25.7 Examples of fixed and random effects

Here are two examples of fixed and random-effects structure in different datasets (click to expand):

Study system: You are studying the effect of temperature on vegetation growth in the area where you study jackalopes. You collect data for many years. You are primarily interesting in making inference about the general effects of temperature. You are not interested in estimating the effect of each specific year. The variable year captures unmeasured variation in rainfall, herbivory, and other sources of disturbance. These elements differ from year to year and inject variability into the data.

Fixed effect: temperature

Random effect: year

Study system: Your primary question is whether variation in parental feeding rate is associated with nestling age and parental sex. You measure feeding rates at 20 nests. Each nest contains multiple nestlings, and you track the identity and age of each nestling. You also record feeding behavior of both parents.

Fixed effect: nestling_age and parental_sex.
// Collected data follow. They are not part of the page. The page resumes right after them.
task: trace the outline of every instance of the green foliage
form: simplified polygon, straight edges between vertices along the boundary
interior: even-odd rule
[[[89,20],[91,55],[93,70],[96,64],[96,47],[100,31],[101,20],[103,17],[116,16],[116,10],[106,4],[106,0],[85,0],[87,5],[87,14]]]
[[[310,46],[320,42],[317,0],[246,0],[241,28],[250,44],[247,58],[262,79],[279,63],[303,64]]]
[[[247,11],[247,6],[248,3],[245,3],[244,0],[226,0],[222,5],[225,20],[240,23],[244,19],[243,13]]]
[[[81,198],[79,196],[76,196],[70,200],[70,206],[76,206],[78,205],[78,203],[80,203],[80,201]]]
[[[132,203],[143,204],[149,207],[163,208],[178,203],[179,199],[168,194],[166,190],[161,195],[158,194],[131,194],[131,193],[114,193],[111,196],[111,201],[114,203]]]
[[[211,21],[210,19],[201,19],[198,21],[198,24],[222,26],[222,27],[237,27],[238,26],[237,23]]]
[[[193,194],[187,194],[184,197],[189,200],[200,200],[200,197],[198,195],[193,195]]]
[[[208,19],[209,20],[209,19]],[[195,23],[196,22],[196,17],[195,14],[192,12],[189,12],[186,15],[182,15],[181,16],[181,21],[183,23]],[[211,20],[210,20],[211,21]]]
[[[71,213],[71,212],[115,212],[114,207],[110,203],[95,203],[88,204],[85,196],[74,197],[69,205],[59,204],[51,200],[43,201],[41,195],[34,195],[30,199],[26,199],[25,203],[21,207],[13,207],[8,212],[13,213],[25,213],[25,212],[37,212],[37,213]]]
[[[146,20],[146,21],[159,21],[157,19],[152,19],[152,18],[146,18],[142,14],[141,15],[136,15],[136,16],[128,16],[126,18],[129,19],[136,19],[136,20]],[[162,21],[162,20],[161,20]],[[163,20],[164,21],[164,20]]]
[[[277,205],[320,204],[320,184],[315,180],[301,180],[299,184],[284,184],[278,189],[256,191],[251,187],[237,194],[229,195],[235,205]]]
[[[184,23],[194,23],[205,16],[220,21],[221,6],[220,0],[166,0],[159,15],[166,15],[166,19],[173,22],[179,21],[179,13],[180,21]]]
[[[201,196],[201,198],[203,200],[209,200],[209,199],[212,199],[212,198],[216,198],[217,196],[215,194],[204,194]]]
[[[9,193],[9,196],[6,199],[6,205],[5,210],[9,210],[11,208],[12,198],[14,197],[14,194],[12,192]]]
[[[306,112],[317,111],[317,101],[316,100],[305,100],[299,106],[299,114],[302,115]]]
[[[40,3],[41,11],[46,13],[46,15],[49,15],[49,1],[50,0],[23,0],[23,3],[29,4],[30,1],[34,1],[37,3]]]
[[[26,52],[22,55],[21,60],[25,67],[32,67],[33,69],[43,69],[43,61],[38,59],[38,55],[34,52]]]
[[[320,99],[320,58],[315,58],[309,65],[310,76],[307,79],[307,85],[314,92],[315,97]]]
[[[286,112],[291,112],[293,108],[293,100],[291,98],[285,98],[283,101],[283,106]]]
Random effect: nestling_id nested within nest, which is further nested within mother-father pair. To account for this structure, you include nest as a random effect and nestling nested within nest as a random effect. Observations from the same nest are more similar to one another than to observations from different nests. Likewise, repeated observations of the same nestling are not independent.


25.8 Bibliography for this section

Cited: Hurlbert, S. H. (1984). Pseudoreplication and the design of ecological field experiments. Ecological Monographs, 54(2), 187–211.

Other useful references:

Austin, P. C., & Leckie, G. (2018). The effect of number of clusters and cluster size on statistical power and Type I error rates when testing random effects variance components in multilevel linear and logistic regression models. Journal of Statistical Computation and Simulation, 88(16), 3151–3163. https://doi.org/10.1080/00949655.2018.1504945

Clarke, P. (2008). When can group level clustering be ignored? Multilevel models versus single-level models with sparse data. Journal of Epidemiology & Community Health, 62(8), 752–758. https://doi.org/10.1136/jech.2007.060798

Gelman, A., & Hill, J. (2007). Data analysis using regression and multilevel/hierarchical models. Cambridge University Press.